In a different style, the American giant Walmart, a leading retailer in North America, has developed a new truck concept for its fleet with the aim of reducing CO2 emissions. The objective: to be as aerodynamic and light as possible. The trailer would therefore be made of fibreglass/epoxy resin, an inexpensive material which is lighter than steel.
Printed polymers for better adherence
Last spring, Michelin, the world's leading tire manufacturer, caused quite a stir by presenting its vision of the tire of the future.Much more than a tire, it is actually a one-piece wheel that replaces the rim and tire. As it does not contain pressurised air, the wheel cannot be punctured and it draws its strength from its alveolar structure inspired by coral. The wheel is 3D-printed using a material that includes rubber, of course, but also biopolymers from bamboo and even orange peel and various recycled plastics. However, the wheel's most surprising feature is its ability to be retreaded. Michelin imagines being able to reprint a new tread on the circumference of the wheel when it is worn out, or simply in order to adapt it for use in different climates and terrains. The Vision Concept will thus be able to have a shallow tread for the summer months, a deeper tread for the winter, or even crampons for off-roading. In addition, 3D printing technology is additive, i.e. it only adds the amount of material it needs, where it is needed, without waste or loss.

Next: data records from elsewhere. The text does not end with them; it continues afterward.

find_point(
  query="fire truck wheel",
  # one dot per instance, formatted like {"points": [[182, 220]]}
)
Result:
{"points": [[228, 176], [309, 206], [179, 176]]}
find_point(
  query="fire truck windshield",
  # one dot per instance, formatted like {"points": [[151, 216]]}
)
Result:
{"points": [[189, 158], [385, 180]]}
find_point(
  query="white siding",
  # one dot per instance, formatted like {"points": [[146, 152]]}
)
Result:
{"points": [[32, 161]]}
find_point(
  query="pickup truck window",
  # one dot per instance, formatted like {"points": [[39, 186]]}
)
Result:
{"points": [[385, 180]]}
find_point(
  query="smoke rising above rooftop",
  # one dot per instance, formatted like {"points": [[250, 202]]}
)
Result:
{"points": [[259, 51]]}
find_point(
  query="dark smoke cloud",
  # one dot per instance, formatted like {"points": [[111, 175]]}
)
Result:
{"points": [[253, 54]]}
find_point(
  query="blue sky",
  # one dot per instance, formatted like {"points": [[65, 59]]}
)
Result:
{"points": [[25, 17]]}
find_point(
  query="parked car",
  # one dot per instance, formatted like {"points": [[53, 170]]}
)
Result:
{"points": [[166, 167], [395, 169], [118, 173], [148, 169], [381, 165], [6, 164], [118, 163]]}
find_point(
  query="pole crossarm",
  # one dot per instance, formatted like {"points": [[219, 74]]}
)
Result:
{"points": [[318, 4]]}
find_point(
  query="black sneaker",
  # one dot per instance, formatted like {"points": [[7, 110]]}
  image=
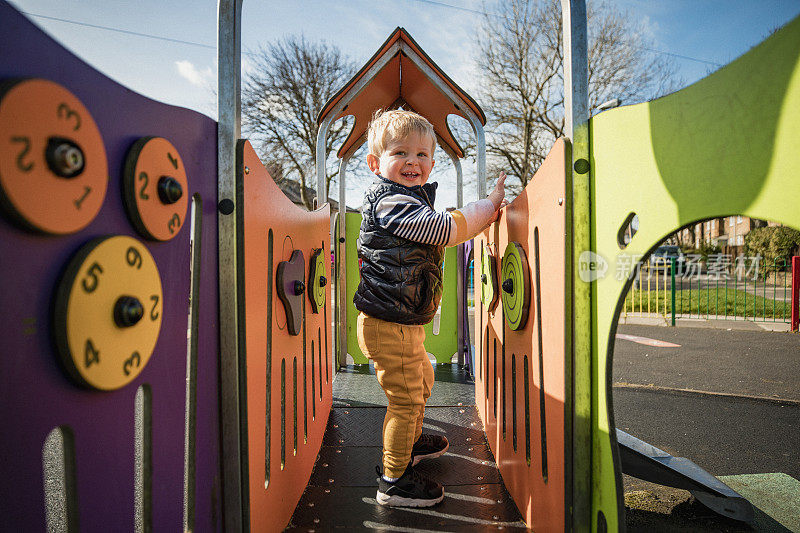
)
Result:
{"points": [[428, 447], [411, 490]]}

The hydrogen car finally on rails
The hydrogen car has been the subject of much talk! These vehicles would most assuredly be ecological. The only problem is that hydrogen gas is highly flammable and therefore very difficult to transport safely. Current fuel cell vehicles do not burn hydrogen, but chemically mix it with the oxygen in the air to produce electricity. Hydrogen is stored in expensive and highly pressurised tanks. Researchers around the world are looking for a way to better store it so that it can be used more widely as a fuel source. A team from Waseda University in Japan has successfully developed a new polymer from fluorene. This flexible polymer can be moulded and has the ability to bind hydrogen at room temperature. Once heated to 80°, it releases hydrogen molecules safely.
In the near future, researchers believe they will be able to design a container measuring just a few cubic centimetres that could be easily transported and that would simply need to be connected to the vehicle's engine once the vehicle's tank has been filled with gas. A tank hardly bigger than a mobile phone. The future of transportation remains surprising. One thing is certain, only a few of these projects will ever see the light of day, but they do show how researchers are bubbling with excitement to find solutions, and polymers have been chosen to contribute to those solutions. The lights have most definitely gone green for this industry.